U.S. economic data is sagging going into the Federal Open Market Committee’s two-day meeting, which began this morning. Residential construction activity was snowed out in February. New housing starts fell by 17.0 percent for the month, with declines in all four Census regions. The Northeast saw the biggest cooldown, with housing starts shrinking by 56.5 percent in February. In the Midwest, starts fell by 37.0 percent. The South was down slightly at -2.5 percent, while starts in the West dipped by 18.2 percent. Losses were shared across single- and multi-family categories. Single-family starts were down 14.9 percent nationwide. Multi-family starts dropped by 21.6 percent. Now for the better news: permits for new construction increased by 3.0 percent in February, indicating that builders plan to resume activity after the big thaw. Single-family permits were a bit weak, easing by 6.2 percent. But multi-family permits roared ahead. Weather was clearly a factor in the weak February residential construction data but that is not the whole story. Sales of new homes have been range-bound for more than two years. We expect to see some moderate improvement in new home sales this spring, supported by robust job growth, and that will provide more incentive for builders.
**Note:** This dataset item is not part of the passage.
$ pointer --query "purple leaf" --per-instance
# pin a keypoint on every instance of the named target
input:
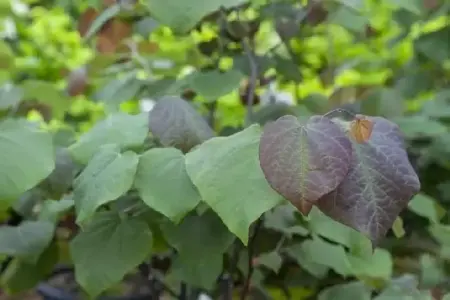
(379, 185)
(304, 162)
According to the National Association of Homebuilders, builder confidence slipped in March to an index level of 53. This is still in positive territory. The drop in builder confidence stems mostly from supply chain issues, including lot availability and labor shortages. Tight underwriting standards are also blamed. Given these complaints, the NAHB survey reads more as a lagging indicator of builder confidence than a leading indicator.
Industrial production registered a weak 0.1 percent increase in February. The small gain was supported by a large 7.3 percent increase in utility output for the month that was driven by the bad weather. Manufacturing output decreased by 0.2 percent in February, consistent with the moderate declining trend in auto sales over the last three months. Likewise, motor vehicle assemblies have dropped in December, January and February. We expect to see a rebound in auto sales in March and April, and this will support strong manufacturing output. Capacity utilization dipped to 78.9 in February.
Market Reaction: Equity markets opened with losses. The yield on 10-Year Treasury bonds is down to 2.06 percent. NYMEX crude oil is down to $43.50/barrel. Natural gas futures are up to $2.83/mmbtu.